How to use django-allauth for Google API?

How is django-allauth implemented to obtain authorization using Oauth2 for a Google API (in my case the Gmail API)? Additionally, I am looking to implement this separately from using django-allauth to have users log in with Google, so I would need to store it separately, and also call it in a view.

Thanks!

I'm assuming you have already followed this document and this, and made all the necessary primary settings.

Then you can use django-allauth to set up authentication via Google, with tokens saved. Specify the required parameters for gmail scope. Then use these tokens to work with GmailAPI.
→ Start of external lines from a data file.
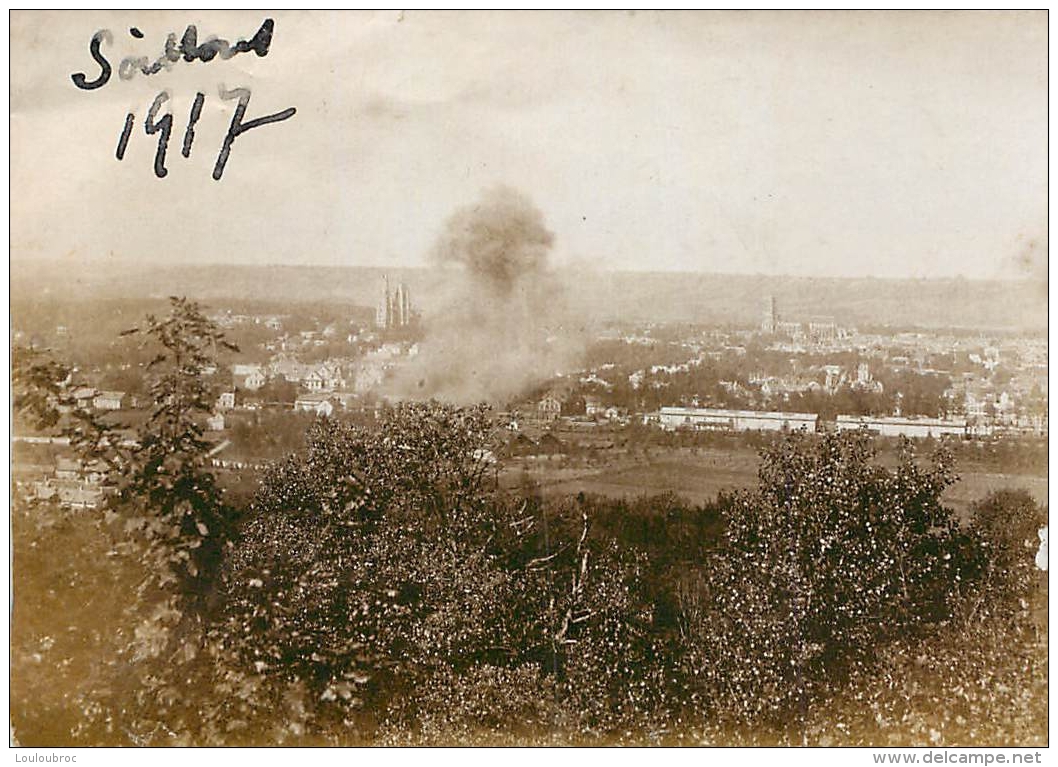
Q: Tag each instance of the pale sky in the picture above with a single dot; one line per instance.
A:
(823, 144)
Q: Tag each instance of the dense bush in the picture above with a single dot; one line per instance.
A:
(380, 588)
(828, 561)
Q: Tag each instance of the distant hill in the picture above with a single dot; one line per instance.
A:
(652, 296)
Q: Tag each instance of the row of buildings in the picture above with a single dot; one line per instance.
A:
(715, 419)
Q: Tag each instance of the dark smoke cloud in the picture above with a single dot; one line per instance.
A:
(505, 324)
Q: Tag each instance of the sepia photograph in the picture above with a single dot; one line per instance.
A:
(529, 379)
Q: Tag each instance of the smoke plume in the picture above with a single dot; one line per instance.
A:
(504, 325)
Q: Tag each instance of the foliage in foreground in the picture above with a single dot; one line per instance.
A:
(380, 589)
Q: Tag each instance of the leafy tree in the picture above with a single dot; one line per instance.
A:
(828, 560)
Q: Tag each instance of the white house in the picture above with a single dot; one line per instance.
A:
(320, 404)
(900, 426)
(109, 400)
(708, 418)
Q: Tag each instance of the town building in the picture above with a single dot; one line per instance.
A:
(907, 426)
(109, 400)
(250, 378)
(394, 309)
(318, 403)
(708, 418)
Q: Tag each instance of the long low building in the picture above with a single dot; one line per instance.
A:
(708, 418)
(897, 426)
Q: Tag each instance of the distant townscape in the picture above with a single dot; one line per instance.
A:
(787, 372)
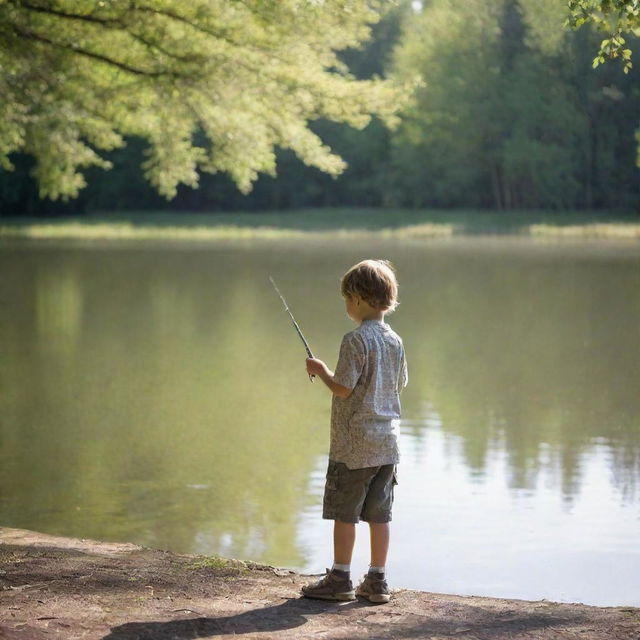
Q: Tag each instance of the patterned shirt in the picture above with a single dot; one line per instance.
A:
(364, 426)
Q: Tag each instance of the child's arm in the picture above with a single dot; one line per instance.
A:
(320, 369)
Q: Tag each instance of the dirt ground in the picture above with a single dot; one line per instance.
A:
(53, 587)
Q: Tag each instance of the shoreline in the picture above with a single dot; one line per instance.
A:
(78, 588)
(327, 224)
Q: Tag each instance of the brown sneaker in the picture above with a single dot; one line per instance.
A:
(374, 588)
(336, 585)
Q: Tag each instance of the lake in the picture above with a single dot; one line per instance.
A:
(155, 392)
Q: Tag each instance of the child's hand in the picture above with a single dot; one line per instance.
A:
(315, 367)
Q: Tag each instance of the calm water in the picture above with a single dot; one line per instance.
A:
(156, 393)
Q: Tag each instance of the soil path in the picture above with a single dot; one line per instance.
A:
(53, 587)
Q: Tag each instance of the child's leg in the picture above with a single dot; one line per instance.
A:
(379, 543)
(344, 538)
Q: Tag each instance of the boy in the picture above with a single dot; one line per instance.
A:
(365, 411)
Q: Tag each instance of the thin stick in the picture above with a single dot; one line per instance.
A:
(295, 324)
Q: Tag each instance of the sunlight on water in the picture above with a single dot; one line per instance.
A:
(156, 394)
(456, 532)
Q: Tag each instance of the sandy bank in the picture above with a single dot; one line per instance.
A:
(69, 588)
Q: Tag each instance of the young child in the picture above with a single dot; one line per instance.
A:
(365, 411)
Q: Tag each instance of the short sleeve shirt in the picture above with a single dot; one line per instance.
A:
(364, 426)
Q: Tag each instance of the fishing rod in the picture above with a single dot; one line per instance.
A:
(295, 324)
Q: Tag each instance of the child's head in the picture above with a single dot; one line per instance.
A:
(373, 281)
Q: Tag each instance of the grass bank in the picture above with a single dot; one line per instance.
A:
(407, 223)
(60, 587)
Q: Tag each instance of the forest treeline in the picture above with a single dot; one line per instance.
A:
(509, 114)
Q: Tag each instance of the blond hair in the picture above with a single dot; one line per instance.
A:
(375, 282)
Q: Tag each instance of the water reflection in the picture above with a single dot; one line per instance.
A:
(157, 394)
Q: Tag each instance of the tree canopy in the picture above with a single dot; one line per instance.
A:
(613, 16)
(211, 85)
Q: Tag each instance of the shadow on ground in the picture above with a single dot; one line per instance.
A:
(296, 612)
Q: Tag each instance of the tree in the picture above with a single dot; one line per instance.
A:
(508, 116)
(613, 16)
(78, 78)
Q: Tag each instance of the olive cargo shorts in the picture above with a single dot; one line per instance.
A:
(352, 494)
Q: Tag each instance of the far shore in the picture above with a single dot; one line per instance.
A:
(328, 224)
(54, 586)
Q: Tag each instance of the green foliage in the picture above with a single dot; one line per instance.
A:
(79, 78)
(507, 116)
(613, 16)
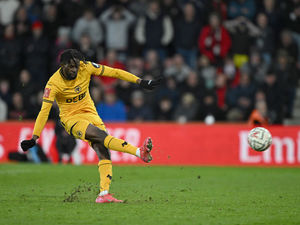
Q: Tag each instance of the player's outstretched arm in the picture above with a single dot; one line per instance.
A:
(38, 126)
(149, 84)
(124, 75)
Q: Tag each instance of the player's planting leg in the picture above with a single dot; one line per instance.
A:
(96, 135)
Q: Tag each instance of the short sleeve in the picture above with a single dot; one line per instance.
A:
(49, 92)
(95, 68)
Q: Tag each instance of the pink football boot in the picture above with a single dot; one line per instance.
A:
(146, 149)
(108, 198)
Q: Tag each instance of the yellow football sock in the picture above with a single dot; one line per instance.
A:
(105, 170)
(119, 145)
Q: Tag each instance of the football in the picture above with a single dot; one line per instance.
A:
(259, 139)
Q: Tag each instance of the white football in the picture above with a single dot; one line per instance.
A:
(259, 139)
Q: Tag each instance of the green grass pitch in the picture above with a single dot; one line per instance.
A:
(65, 194)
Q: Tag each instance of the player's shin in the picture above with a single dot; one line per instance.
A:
(120, 145)
(105, 170)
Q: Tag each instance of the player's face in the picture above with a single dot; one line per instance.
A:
(70, 70)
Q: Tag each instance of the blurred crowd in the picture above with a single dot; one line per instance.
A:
(231, 60)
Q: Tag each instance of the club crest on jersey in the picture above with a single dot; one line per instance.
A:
(79, 133)
(96, 65)
(77, 89)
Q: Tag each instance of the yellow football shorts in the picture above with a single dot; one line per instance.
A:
(76, 125)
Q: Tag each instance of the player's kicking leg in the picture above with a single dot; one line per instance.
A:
(96, 135)
(105, 171)
(100, 143)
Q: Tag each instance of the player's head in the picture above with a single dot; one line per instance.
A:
(69, 62)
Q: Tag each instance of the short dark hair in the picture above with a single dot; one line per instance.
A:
(70, 54)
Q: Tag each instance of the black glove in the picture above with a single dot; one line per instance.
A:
(27, 144)
(150, 84)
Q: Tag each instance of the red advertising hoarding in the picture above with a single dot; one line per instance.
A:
(174, 144)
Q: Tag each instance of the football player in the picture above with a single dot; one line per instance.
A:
(69, 86)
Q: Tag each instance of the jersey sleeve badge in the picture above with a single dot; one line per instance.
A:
(47, 92)
(95, 65)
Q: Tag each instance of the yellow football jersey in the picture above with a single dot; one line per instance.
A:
(72, 96)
First you need to set some settings, this is described in this document (SOCIALACCOUNT_STORE_TOKENS constant). Something like this:

#  settings.py
SOCIALACCOUNT_STORE_TOKENS = True
SOCIALACCOUNT_EMAIL_AUTHENTICATION = True
SOCIALACCOUNT_EMAIL_AUTHENTICATION_AUTO_CONNECT = True

Also configure “access_type”: “offline”, in the google provider settings, as described here:

You must set AUTH_PARAMS['access_type'] to offline in order to receive a refresh token on first login and on reauthentication requests (which is needed to refresh authentication tokens in the background, without involving the user’s browser). When unspecified, Google defaults to online.

Now, after the user logs in to your system through google account, a database entry will be created with his access_token and refresh_token (token_secret in db_table). You can check this in the admin interface in this table:

admin

To use GmailAPI, you need the google user ID and its access_token, this can be found like this:

def get_user_google_tokens(request: HttpRequest, limit: int = 1) -> list[dict]:
    from allauth.socialaccount.models import SocialToken
    from django.db import models

    user_google_tokens = list(
        SocialToken.objects
        .filter(account__provider='google', account__user_id=request.user.pk)
        .annotate(google_user_id=models.F('account__uid'))
        .order_by('-expires_at')
        .values('token', 'token_secret', 'expires_at', 'google_user_id')[:limit]
    )
    print(user_google_tokens)
    #  [
    #   {'token': '...', 
    #    'token_secret': '...', 
    #    'expires_at': datetime.datetime(2025, 2, 7, 16, 38, 16, 611588, tzinfo=datetime.timezone.utc), 
    #    'google_user_id': '...'}
    #  ]
    return user_google_tokens

Note that access_token has a short validity of one hour, by default. You can read more about it here. When your access_token expires in time, you will need to refresh it using refresh_token (token_secret), and write new access_token to the database by modifying an existing entry. Here's an example of how to refresh. Also note that sometimes you will not be able to refresh tokens using refresh_token.

Here is an example of a request to update a token using Postman. But you will probably use some library for http requests for python. Or some off-the-shelf client, for that matter. django-allauth doesn't seem to be able to update tokens, but I don't know for sure, I haven't checked that.